The clear difference lay between states with Queensland and Western Australia particularly bullish in the months ahead, with 92% and 84% respectively predicting revenue growth.
However, Victoria is at the other extreme with 69% of SMEs forecasting a decline in revenue to March 2024 and a dismal 17% expecting growth across the state.
Fleiszig said this is partly because in states like WA and Qld, where there is a mining industry, there are a lot of well-paying jobs.
“This helps SMEs because people have more disposable income to spend,” he said. “However, it’s also because the Victorian government hasn’t done enough to stimulate its economy after the pandemic.”
Fleiszig has a particularly unique view on this matter, being a BDM for a business called RenewOak, which rejuvenates old oak barrels, as well as providing financial solutions for SMEs through Fifo Capital.
While the South Australian business was impacted by geopolitical pressures with China, as was the rest of the wine industry, Fleiszig has seen a recovery in the state compared to Victoria.
“The South Australian government has even been proactively lobbying for Victorian businesses to come over, so there may be some opportunities for SMEs in Victoria to relocate, which is terrible news for the Victorian economy.”
While the alarm bells aren’t ringing yet, the data suggests the pressure on businesses is clearly going to get worse.
Creditor Watch’s National Probability of Default index (in the graph below), which measures the average number of Australian businesses expected to become insolvent over the next 12 months, shows a worryingly sharp uptick across the board.
Although Victoria is not indicating any more pain compared to other states, Fleiszig worries that if small businesses are pessimistic, they won’t invest and grow.
“They'll employ less people or they might or they may decide to move shut down.

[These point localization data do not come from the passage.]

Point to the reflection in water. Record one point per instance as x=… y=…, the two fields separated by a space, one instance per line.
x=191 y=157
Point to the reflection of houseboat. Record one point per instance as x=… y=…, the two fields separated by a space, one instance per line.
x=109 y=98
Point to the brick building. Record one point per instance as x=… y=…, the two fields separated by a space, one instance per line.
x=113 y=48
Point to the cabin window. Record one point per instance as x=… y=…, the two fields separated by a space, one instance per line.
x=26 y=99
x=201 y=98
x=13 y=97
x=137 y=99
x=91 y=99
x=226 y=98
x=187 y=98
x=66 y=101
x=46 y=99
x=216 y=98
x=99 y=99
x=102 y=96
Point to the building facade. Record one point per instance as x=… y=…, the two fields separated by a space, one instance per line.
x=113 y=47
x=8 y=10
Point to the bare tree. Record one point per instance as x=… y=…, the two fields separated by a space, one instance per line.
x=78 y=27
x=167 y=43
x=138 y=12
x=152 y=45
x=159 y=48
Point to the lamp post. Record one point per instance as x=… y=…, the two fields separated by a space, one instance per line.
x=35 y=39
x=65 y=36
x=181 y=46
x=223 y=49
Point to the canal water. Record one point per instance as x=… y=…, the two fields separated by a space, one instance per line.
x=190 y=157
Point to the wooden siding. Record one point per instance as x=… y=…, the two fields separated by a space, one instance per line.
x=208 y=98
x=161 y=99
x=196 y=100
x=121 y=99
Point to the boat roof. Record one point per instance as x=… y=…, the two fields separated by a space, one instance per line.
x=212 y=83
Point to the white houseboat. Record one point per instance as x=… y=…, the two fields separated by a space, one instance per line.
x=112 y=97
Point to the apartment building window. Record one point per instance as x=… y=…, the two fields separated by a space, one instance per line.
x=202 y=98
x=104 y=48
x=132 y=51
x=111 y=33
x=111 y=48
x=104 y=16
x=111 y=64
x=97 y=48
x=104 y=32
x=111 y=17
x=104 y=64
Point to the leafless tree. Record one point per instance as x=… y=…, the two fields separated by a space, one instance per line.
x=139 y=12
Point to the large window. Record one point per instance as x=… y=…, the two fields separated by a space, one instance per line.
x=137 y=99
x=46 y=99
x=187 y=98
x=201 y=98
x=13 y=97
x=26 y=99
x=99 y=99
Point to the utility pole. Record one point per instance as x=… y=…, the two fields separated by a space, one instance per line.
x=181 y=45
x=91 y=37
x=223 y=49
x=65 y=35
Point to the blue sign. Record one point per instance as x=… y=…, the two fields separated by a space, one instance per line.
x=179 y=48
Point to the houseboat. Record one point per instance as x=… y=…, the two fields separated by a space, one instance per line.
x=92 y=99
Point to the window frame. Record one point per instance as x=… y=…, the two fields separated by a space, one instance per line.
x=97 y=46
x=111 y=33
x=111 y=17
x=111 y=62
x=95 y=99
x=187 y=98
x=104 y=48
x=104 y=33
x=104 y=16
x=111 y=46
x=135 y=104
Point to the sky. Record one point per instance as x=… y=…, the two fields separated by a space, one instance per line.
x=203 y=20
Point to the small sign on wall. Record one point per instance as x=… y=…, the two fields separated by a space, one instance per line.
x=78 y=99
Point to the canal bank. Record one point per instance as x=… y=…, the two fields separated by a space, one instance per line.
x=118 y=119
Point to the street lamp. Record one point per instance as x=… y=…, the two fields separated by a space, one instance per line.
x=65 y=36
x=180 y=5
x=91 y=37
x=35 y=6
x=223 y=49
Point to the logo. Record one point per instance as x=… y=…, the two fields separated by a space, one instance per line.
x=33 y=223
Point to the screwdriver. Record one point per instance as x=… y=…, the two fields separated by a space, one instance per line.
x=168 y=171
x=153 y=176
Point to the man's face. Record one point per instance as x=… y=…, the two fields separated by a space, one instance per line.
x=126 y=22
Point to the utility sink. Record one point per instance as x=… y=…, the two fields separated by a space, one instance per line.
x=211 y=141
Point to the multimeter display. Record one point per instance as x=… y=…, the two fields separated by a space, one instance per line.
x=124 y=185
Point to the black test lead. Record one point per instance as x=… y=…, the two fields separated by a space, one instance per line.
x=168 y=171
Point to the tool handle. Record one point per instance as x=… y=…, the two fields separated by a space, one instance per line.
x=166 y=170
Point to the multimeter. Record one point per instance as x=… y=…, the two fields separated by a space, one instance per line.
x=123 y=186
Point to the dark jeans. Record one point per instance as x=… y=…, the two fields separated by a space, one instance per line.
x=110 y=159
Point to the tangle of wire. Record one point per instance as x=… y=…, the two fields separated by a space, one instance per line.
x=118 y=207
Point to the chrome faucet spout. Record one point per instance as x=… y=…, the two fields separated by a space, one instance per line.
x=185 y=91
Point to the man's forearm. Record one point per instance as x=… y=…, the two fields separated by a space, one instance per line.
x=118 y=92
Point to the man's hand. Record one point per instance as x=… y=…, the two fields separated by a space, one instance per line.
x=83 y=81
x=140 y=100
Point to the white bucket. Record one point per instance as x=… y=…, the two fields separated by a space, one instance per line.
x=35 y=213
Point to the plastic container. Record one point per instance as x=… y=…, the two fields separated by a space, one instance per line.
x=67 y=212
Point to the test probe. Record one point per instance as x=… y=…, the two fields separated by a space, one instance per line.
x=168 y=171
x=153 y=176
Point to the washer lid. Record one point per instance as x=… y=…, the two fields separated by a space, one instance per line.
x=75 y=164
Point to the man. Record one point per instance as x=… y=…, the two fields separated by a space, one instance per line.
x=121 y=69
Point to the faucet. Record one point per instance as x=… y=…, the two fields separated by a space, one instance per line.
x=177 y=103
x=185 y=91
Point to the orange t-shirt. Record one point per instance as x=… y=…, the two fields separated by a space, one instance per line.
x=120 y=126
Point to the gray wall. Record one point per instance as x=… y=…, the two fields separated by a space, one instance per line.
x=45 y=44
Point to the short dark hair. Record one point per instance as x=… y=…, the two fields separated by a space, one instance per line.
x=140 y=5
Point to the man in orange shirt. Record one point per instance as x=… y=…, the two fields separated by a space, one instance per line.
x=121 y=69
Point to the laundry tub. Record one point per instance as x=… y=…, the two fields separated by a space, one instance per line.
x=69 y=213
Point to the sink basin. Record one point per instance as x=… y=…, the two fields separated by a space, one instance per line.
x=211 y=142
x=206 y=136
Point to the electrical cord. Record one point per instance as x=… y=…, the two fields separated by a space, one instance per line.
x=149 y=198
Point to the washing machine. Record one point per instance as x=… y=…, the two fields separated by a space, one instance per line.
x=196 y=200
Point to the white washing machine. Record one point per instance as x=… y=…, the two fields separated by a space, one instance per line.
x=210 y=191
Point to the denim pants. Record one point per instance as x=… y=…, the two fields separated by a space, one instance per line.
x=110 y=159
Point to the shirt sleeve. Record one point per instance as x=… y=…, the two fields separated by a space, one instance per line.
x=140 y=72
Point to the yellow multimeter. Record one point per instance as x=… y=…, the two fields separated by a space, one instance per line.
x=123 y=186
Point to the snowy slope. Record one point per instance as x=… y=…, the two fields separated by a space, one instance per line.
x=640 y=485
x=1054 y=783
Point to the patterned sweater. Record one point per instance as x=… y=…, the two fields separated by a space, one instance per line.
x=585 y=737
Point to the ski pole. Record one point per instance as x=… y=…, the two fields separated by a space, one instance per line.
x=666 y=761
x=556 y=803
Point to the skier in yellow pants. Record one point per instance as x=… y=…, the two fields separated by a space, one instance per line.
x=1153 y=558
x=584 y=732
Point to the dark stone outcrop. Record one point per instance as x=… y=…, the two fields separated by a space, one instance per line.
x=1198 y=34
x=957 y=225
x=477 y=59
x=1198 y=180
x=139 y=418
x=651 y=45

Overall, it's not good for the economy because if you haven't got businesses that are willing to invest, they're paying less taxes,” Fleiszig said.
“The government needs the revenue for the services, and for the community.”
For his part, Fleiszig said his team at Fifo Capital are doing what they can.
“We get a lot of inquiries from SMEs, and we're pretty prompt with our activity. We try to get an initial offer out within one to two days and sort out their funding arrangements as quickly as possible.”
However, he said with SMEs employing 97% of all businesses in the country, it was important for the government to stimulate the economy through measures that support small businesses.
“If the government continues to put further and further regulation on businesses, it will be a disincentive to invest, which will result in not as many jobs being created.”